Hollywood is sick of trilogies. That's only three movies' worth of profits. The cool thing now is to take the final book in a trilogy and split it in two different movies (like The Twilight Saga: Breaking Dawn--Part 1 and The Twilight Saga: Breaking Dawn--Part 2). So apparently Katniss (Jennifer Lawrence) has destroyed the Hunger Games. She's hiding out, trying to rescue her boyfriend (Josh Hutcherson) from evil government forces when she gets a call from the rebel leader (Julianne Moore) asking her to become the face of the rebellion. It beats being the face of L'Oreal. 123 minutes PG-13.
At this point mashing up a bunch of fairy tales is nothing new in movies (Shrek) or TV ("Once Upon a Time"). Nonetheless, Stephen Sondheim and James Lapine's hit Broadway musical does some interesting work finding the "adult" undertones of the old Brothers Grimm tales. Disney has glossed over some of the darker material, and the perpetually moving ensemble cast was probably better suited to stage. Still, actors Meryl Streep, Chris Pine, Emily Blunt, Anna Kendrick and James Corden are fun to watch as they reinvent Cinderella, Rapunzel, Little Red Riding Hood and the like. 124 minutes PG.
Ben Stiller and friends (and the monkey) are back in this third outing about wacky hijinks at a natural history museum after the lights go out. Seems the magic that causes all the displays to come to life at night is fading, and our security guard hero (Stiller) must travel the globe, uniting characters old (Robin Willams' Teddy Roosevelt) and new (Dan Stevens' Sir Lancelot) to save it. 97 minutes PG.
Following cameos in the Madagascar films and a successful TV series, the wannabe-super-spy penguins get their own feature spin-off. This CGI toon shows audiences how dimwitted waterfowl Skipper, Kowalski, Rico and Private got their start in the global espionage biz. 92 minutes PG.
Four Hispanic high school students form a robotics club. With no experience, no money and a bunch of old car parts, they challenge the country's reigning robotics champions at MIT. Marisa Tomei, Jamie Lee Curtis, Esai Morales, George Lopez and Steven Michael Quezada star. Yup, it was shot here in Albuquerque, and it's based on one of those inspiring true stories you hear so much about. 83 minutes PG-13.

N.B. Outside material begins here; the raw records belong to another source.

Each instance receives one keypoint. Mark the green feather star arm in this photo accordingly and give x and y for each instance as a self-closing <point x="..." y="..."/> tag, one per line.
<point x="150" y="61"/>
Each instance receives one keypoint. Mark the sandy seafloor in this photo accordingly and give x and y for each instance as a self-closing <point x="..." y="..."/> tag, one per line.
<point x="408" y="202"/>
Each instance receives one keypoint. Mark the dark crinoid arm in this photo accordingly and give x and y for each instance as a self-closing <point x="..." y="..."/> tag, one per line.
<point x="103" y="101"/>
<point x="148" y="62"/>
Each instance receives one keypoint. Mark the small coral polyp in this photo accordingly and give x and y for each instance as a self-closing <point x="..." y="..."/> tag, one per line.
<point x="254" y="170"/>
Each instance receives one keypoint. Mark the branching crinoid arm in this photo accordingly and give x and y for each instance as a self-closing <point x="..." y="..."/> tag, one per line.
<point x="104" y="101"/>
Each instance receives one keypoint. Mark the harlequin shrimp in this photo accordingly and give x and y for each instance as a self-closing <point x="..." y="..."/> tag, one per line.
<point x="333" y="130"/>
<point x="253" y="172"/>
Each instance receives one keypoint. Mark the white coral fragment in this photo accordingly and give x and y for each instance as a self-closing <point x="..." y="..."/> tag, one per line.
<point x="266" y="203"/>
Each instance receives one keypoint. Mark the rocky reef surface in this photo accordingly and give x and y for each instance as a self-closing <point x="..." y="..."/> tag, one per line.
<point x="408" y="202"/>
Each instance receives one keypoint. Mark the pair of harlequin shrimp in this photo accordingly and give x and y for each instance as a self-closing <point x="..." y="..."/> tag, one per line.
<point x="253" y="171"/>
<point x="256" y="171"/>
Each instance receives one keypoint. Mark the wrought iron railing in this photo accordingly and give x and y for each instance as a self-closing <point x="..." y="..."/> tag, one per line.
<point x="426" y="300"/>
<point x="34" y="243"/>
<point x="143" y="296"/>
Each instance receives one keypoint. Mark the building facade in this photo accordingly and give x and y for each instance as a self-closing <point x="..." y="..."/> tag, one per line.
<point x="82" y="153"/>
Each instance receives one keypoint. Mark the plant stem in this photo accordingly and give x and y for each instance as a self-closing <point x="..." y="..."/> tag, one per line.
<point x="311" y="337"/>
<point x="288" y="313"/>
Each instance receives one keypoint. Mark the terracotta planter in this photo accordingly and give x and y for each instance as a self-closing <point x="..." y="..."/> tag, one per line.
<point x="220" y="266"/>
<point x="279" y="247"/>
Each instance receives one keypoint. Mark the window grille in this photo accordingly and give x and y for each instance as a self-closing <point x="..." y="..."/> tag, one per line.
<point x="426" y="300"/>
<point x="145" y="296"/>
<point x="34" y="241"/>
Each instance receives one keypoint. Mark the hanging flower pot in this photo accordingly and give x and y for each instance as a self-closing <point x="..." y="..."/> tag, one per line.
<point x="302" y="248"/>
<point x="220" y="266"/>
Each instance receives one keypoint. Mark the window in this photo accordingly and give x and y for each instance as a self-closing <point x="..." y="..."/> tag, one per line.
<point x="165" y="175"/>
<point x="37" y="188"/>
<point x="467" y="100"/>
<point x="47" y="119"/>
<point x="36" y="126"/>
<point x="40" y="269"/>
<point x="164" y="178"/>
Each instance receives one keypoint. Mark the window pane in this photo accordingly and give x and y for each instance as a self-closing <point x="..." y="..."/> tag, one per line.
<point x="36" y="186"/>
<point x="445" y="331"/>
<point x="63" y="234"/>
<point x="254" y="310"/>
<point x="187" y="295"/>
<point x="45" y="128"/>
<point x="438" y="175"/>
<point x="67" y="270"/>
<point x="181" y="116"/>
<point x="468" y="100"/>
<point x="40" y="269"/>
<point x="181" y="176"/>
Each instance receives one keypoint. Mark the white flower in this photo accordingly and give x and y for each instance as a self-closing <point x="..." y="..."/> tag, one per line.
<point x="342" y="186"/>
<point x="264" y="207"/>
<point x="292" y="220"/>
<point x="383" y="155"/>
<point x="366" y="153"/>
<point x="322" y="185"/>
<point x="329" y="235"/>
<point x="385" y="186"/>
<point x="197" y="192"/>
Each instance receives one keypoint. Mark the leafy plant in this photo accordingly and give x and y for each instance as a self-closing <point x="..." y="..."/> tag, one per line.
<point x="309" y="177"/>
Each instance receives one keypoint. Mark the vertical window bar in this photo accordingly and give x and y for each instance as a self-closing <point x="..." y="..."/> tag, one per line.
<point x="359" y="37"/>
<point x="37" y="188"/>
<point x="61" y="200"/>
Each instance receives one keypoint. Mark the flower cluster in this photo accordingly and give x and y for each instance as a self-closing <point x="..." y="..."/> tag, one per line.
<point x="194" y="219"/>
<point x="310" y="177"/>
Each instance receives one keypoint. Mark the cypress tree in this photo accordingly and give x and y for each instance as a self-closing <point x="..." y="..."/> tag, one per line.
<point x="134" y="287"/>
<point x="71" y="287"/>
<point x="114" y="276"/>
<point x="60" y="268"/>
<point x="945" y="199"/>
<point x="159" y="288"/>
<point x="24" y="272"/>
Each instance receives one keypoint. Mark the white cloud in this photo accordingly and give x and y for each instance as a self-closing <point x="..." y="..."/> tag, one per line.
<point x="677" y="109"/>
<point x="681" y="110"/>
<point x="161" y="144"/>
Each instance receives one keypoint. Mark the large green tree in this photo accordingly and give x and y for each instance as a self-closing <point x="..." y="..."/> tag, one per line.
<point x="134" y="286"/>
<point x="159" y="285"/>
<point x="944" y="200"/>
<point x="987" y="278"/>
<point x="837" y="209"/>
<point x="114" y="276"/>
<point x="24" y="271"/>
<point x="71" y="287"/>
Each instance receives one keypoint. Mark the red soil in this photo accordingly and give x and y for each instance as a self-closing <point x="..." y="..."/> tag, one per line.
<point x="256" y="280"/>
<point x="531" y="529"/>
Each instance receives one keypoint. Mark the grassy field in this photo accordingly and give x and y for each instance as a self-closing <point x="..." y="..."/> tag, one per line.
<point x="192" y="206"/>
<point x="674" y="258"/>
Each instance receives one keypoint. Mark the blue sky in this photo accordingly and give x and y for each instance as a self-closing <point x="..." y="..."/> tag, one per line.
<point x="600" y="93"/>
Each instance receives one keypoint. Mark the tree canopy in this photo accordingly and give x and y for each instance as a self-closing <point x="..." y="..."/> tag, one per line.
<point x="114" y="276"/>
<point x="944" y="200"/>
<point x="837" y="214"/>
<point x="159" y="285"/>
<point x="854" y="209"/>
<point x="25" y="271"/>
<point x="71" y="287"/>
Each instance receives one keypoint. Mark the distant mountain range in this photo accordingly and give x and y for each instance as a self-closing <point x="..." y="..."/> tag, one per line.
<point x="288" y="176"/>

As a director, Angelina Jolie (who previously gave us In the Land of Blood and Honey) appears to like things as dark and depressing as possible. Here, she searches for uplift in the (true life) story of Olympic champ Louis Zamperini, who got shot down over the Pacific during World War II, spent 47 days on a raft and then went straight to a Japanese prisoner-of-war camp. The telling is dutiful and appropriately epic, and star Jack O'Connell (300: Rise of an Empire) does understated work. But even with a scripting assist from Joel & Ethan Coen, the film ends up wearing its good intentions on its sleeve a little to prominently. 137 minutes PG-13.